I was not completely happy with either piece when I turned them in – but my disaffection deepened after deadline. In the Roq la Rue piece I sorta chickened out of doing actual art criticism and instead tried to do a more reported piece about the opening itself and what gallery owner Kirsten Anderson’s intentions for the show were. It’s a very short piece and maybe I was trying to do too much.

The show opened on the day that Nike announced that it was buying Converse, home of the Chuck Taylor All-Star, and I had planned to see if I could find an artist at the opening who was wearing Chucks to discuss this event with. Instead, I tried to mix social activity with being at the opening, meeting friends, and so forth, and it just didn’t happen all around. Oh well. Maybe next time.

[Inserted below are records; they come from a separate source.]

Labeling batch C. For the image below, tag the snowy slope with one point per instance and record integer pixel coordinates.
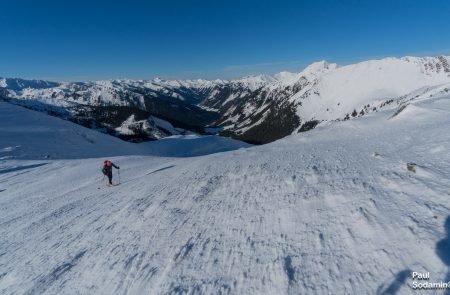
(331, 211)
(27, 134)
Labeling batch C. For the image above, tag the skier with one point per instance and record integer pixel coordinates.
(107, 170)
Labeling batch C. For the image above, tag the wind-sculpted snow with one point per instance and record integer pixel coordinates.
(331, 211)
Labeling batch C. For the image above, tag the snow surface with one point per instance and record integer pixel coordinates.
(331, 211)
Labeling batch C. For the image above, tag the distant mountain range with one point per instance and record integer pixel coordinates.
(256, 109)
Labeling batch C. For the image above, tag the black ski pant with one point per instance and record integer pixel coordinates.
(109, 177)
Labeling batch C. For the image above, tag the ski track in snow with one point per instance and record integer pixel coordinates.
(331, 211)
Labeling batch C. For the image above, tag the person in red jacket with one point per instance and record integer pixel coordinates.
(107, 170)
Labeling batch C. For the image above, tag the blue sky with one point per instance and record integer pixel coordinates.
(86, 40)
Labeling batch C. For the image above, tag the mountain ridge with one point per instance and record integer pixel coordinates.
(256, 108)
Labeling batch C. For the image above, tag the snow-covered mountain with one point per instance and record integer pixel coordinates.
(322, 92)
(257, 109)
(351, 207)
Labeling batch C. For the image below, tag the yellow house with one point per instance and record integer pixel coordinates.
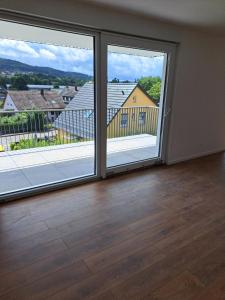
(137, 115)
(130, 111)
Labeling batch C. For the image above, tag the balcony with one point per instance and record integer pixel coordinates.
(41, 147)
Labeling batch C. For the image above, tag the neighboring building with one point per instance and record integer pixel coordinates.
(130, 111)
(25, 100)
(68, 93)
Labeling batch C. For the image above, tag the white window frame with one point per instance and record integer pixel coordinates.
(101, 40)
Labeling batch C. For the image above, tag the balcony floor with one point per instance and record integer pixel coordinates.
(32, 167)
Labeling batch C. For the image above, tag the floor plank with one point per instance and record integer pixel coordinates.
(152, 234)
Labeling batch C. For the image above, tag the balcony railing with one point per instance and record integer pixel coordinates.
(40, 128)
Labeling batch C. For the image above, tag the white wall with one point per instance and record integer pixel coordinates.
(198, 116)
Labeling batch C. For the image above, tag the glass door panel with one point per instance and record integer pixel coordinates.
(134, 104)
(47, 106)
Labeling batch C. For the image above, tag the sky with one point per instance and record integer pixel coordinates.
(121, 66)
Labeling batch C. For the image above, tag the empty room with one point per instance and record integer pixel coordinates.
(112, 150)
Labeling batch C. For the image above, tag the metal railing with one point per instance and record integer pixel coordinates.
(40, 128)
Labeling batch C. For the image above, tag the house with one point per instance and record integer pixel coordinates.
(41, 100)
(68, 93)
(130, 111)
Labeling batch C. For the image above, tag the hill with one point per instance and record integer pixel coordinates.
(13, 66)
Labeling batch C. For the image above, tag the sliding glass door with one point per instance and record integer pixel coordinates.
(78, 104)
(137, 72)
(47, 106)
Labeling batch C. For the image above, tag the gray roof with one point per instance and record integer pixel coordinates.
(36, 99)
(80, 121)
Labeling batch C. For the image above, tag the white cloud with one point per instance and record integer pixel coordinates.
(47, 54)
(130, 67)
(18, 48)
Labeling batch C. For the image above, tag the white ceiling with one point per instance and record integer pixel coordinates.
(201, 13)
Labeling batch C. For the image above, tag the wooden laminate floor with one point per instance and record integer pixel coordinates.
(152, 234)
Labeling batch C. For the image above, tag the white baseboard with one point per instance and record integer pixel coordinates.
(186, 158)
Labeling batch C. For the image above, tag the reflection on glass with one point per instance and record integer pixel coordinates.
(47, 116)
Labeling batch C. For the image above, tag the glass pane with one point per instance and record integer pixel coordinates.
(47, 106)
(134, 104)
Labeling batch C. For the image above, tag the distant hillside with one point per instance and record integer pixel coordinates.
(13, 66)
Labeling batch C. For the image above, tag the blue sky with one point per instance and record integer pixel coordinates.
(122, 66)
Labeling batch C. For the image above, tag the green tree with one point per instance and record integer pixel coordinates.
(19, 83)
(115, 80)
(3, 82)
(147, 82)
(154, 91)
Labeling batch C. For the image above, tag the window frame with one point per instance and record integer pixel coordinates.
(101, 39)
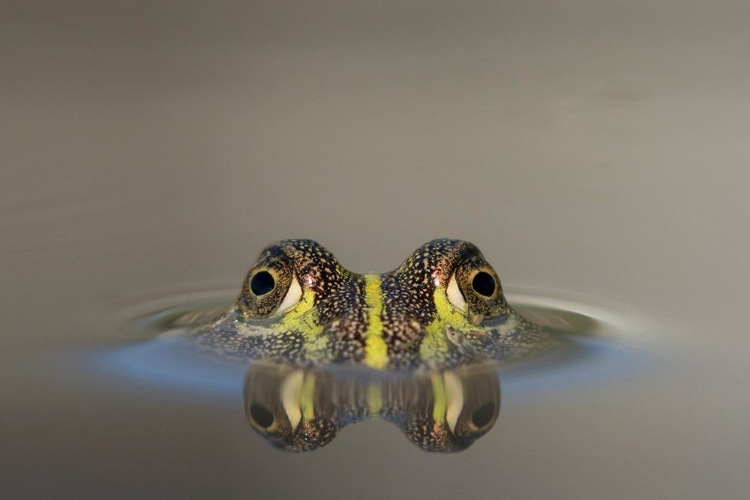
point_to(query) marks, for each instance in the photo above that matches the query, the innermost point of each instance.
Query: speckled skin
(303, 409)
(403, 319)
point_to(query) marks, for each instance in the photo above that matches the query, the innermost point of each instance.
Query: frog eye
(261, 416)
(484, 284)
(262, 283)
(475, 289)
(269, 289)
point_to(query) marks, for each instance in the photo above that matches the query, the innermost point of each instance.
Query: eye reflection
(303, 409)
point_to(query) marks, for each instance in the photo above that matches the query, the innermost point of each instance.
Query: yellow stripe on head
(376, 350)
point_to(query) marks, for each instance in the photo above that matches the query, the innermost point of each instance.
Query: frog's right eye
(270, 288)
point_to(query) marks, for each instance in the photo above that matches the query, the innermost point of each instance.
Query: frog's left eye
(270, 288)
(262, 283)
(484, 284)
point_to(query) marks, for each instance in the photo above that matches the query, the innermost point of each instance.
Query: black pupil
(483, 415)
(484, 284)
(261, 416)
(262, 283)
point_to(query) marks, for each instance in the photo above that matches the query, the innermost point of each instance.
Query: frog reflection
(299, 409)
(443, 307)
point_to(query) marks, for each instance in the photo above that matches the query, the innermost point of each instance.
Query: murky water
(596, 153)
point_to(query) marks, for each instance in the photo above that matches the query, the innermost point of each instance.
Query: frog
(443, 307)
(303, 409)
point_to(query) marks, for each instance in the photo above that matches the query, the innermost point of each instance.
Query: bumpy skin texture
(443, 307)
(299, 409)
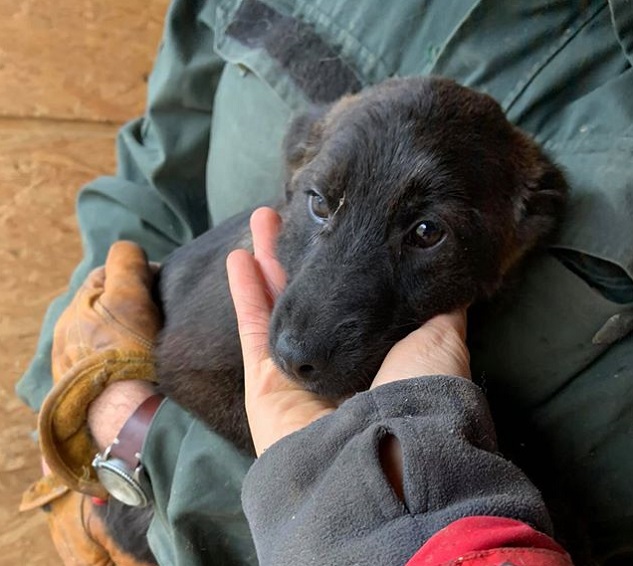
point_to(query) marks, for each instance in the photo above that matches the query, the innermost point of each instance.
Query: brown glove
(105, 335)
(77, 530)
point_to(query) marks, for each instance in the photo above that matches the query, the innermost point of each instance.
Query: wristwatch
(119, 465)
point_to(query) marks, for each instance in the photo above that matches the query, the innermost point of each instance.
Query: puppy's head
(410, 199)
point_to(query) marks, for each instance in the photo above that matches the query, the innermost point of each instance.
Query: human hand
(277, 406)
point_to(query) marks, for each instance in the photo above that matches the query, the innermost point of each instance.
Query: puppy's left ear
(540, 203)
(303, 140)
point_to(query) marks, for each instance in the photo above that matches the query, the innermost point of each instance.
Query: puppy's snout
(298, 359)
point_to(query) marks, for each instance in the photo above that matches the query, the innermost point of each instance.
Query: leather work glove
(76, 528)
(105, 335)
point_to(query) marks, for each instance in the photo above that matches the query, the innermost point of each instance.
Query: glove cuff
(65, 439)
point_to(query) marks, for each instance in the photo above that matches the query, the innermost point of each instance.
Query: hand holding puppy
(277, 406)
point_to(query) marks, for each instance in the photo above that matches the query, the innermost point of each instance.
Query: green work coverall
(555, 357)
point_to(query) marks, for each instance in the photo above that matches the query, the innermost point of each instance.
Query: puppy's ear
(303, 138)
(540, 202)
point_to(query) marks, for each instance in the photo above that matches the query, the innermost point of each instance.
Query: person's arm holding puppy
(405, 471)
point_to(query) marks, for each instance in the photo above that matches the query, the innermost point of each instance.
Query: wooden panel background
(71, 71)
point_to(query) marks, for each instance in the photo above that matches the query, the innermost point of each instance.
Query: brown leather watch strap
(128, 443)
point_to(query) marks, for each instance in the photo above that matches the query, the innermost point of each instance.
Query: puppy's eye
(318, 207)
(425, 234)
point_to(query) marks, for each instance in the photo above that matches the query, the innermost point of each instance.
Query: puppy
(410, 199)
(407, 200)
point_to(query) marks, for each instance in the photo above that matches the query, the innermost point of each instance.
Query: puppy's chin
(341, 379)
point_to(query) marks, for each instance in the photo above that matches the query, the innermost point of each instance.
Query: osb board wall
(71, 71)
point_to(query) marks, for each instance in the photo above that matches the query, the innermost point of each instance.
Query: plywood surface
(76, 59)
(70, 72)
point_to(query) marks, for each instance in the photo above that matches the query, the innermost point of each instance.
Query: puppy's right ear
(303, 138)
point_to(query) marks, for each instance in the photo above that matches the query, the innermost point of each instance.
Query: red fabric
(490, 541)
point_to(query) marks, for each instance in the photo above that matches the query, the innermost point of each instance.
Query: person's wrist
(111, 409)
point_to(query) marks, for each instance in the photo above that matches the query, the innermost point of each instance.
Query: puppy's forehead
(411, 139)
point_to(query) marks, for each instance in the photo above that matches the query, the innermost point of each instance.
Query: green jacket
(556, 355)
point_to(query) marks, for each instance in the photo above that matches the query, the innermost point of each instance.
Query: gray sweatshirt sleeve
(319, 496)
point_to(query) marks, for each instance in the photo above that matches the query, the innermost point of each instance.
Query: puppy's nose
(298, 359)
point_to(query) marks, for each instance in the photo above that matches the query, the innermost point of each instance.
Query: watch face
(119, 483)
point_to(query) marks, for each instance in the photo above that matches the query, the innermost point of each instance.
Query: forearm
(335, 502)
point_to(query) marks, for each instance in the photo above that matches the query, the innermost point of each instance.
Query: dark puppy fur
(410, 199)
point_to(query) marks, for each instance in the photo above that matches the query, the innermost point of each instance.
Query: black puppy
(410, 199)
(407, 200)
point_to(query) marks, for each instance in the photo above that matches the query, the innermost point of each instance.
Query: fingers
(438, 347)
(252, 305)
(265, 226)
(126, 266)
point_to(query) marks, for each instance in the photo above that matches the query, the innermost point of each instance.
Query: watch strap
(129, 442)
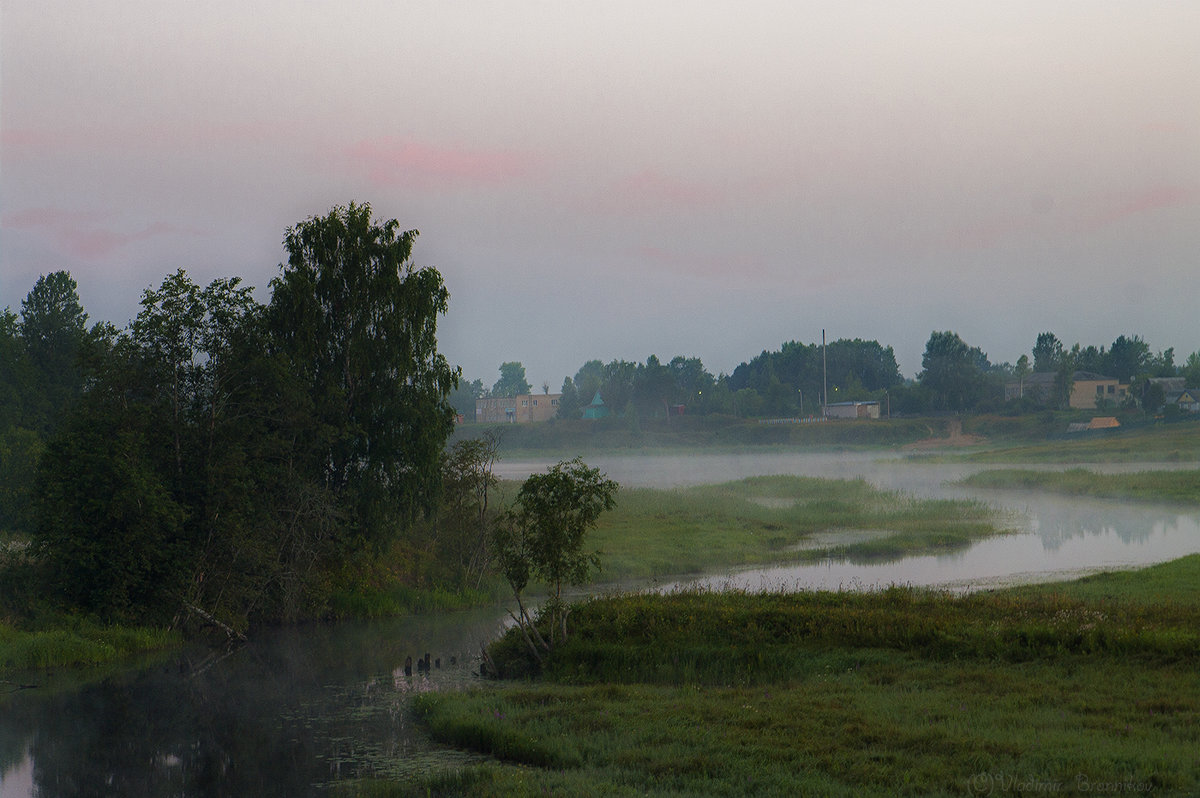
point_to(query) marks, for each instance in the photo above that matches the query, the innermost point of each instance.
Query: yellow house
(1087, 389)
(527, 408)
(1090, 389)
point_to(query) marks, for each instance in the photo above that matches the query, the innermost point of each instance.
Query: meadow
(1012, 441)
(1074, 689)
(778, 519)
(1174, 486)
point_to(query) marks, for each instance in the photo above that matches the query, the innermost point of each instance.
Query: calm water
(300, 708)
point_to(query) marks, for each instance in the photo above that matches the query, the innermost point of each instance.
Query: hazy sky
(619, 179)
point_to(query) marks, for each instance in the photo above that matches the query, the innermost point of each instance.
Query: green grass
(1074, 689)
(1177, 442)
(777, 519)
(72, 642)
(559, 438)
(1177, 486)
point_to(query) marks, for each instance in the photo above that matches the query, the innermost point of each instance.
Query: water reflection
(287, 713)
(1055, 537)
(300, 708)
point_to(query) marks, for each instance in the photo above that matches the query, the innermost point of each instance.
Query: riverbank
(1072, 688)
(773, 520)
(1170, 486)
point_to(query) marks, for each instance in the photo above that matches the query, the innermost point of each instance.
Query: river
(300, 708)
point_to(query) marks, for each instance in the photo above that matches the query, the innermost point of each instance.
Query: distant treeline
(792, 379)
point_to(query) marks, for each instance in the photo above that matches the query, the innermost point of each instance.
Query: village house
(526, 408)
(1087, 389)
(852, 411)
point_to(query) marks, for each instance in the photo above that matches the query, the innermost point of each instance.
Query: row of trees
(221, 456)
(957, 376)
(791, 381)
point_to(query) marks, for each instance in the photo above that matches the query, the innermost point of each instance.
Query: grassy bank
(1177, 486)
(1074, 689)
(1173, 443)
(712, 432)
(777, 519)
(70, 642)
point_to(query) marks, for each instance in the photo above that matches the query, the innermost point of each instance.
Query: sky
(611, 180)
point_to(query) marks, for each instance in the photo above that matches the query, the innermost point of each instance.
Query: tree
(53, 328)
(462, 399)
(511, 382)
(1128, 358)
(541, 537)
(1191, 370)
(465, 517)
(1021, 372)
(952, 371)
(357, 323)
(1047, 353)
(569, 406)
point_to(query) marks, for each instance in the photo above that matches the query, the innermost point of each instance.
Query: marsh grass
(1173, 443)
(1075, 689)
(777, 519)
(73, 642)
(1176, 486)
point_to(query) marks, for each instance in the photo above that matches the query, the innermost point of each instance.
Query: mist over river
(299, 708)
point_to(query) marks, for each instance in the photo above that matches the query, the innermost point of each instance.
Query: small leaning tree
(541, 538)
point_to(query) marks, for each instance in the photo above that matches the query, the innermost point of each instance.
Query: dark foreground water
(285, 715)
(299, 709)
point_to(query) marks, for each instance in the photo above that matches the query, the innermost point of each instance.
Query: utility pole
(825, 378)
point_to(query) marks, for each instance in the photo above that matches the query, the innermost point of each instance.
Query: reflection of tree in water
(1061, 521)
(282, 714)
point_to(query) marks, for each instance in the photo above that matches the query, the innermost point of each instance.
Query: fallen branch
(228, 630)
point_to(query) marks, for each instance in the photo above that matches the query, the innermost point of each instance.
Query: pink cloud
(1069, 221)
(654, 187)
(390, 161)
(83, 233)
(1144, 202)
(703, 265)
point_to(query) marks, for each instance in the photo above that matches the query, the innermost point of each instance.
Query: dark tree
(53, 328)
(541, 537)
(357, 323)
(513, 381)
(1047, 353)
(952, 371)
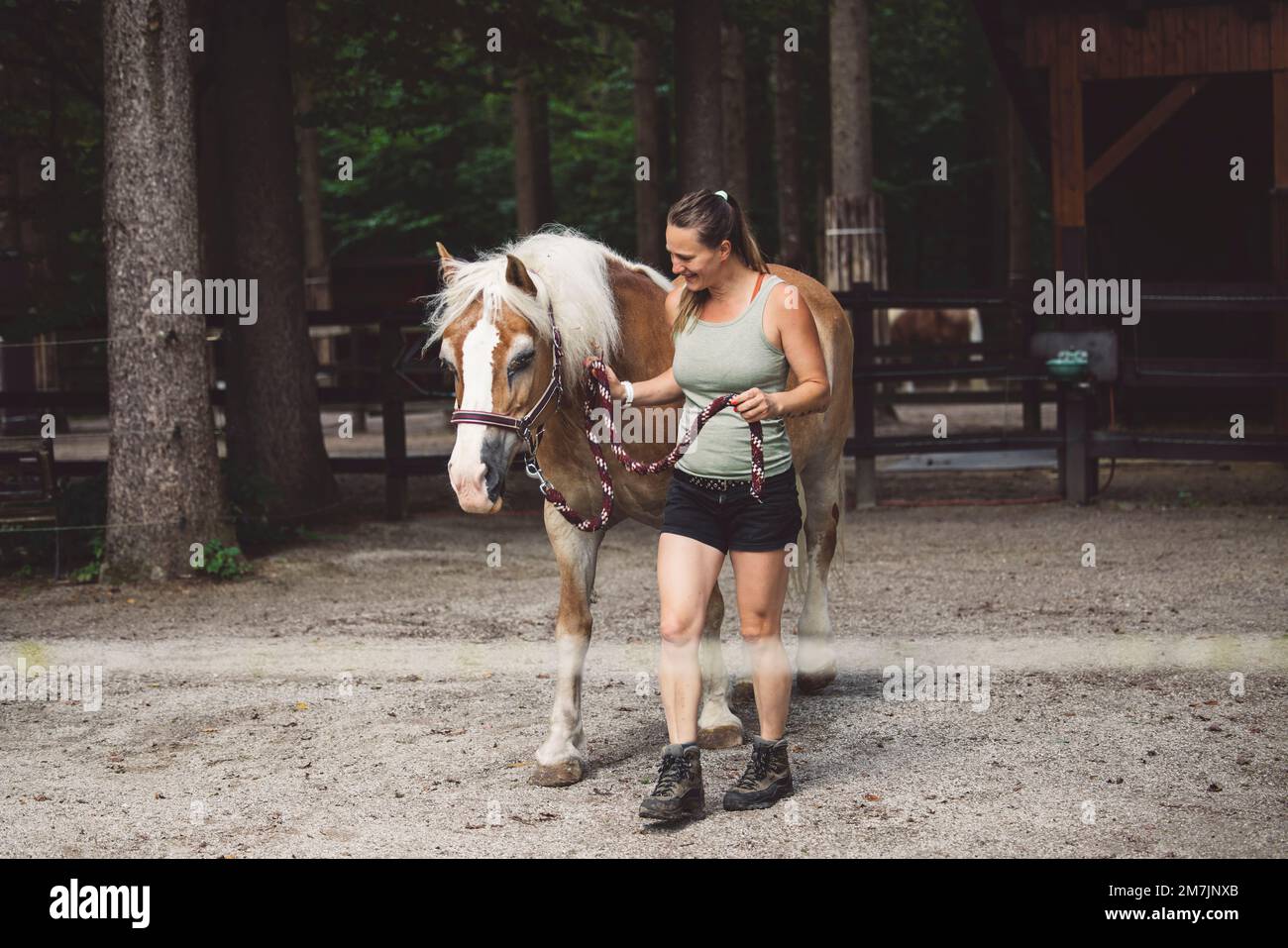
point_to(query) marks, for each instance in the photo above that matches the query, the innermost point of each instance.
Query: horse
(931, 329)
(494, 318)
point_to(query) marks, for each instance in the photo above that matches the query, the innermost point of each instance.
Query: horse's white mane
(570, 269)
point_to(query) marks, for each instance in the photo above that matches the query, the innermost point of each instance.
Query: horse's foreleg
(562, 759)
(717, 725)
(815, 659)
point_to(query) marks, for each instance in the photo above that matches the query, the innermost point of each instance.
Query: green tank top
(715, 359)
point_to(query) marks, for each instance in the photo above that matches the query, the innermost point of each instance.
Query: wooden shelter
(1163, 128)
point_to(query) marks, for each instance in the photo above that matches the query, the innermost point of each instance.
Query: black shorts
(732, 519)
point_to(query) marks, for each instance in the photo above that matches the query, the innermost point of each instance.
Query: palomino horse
(493, 316)
(931, 329)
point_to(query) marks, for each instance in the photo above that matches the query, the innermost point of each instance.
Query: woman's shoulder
(781, 296)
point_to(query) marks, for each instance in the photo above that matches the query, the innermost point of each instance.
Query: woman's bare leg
(687, 570)
(761, 579)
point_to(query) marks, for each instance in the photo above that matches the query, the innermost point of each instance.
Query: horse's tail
(798, 575)
(799, 582)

I think part of the problem was that the natural thing for me to do in a critical manner would have been to compare and contrast a work I found successful with one I felt did not succeed. Anderson’s thoughts and positioning of the work of the artists in the show – and in her gallery in general – were very interesting on their own, so I kinda dodged a bullet. Of course, her blanket assertion that the artists in the show use their appropriated pop-culture imagery without irony is at best debatable. Surely she doesn’t actually think the big-eyed Keane kids look or the reworking of the Smurfette into sex bomb is a straightforward act of visual creation with the same directness as an image of Jesus in a Howard Finster work.

The review of Chaos is honest and reflects my perceptions – I really didn’t care for the movie. However, I used the term “racist” to describe the way that Algerians are portrayed in several segments of the film, a charge the film partially invites me to make. In a scene, a protagonist seeks help from a French civil-rights organization, S.O.S Racisme, and gets kicked out for being a hooker, basically.

I don’t think I used the term appropriately. The segments of the film that depict the family life of Algerians in France are full of ugly stereotypes, but the stereotypes are cultural, not racial, in nature.

The other part of the film that irritated me, and which I noted, if briefly, is that the terrible clumsiness of the narrative of the hooker’s brutal life contrasts so thoroughly with the grace and wit of the comedy of domestic alienation that makes up the rest of the film. If the filmmaker had chosen to frame the narrative as suspect – it’s presented in voiceover from a brutalized hooker – the use of the pulp-fiction elements and stereotypes could have shifted from ugly public myth reinforcement to witty filmmaking. But even the most fantastic plot elements in the narrative appear to be borne out within the plot of the rest of the film.

It boggles my mind that this film was nominated for six Césars.

I’ll link to the stories when I see them go up.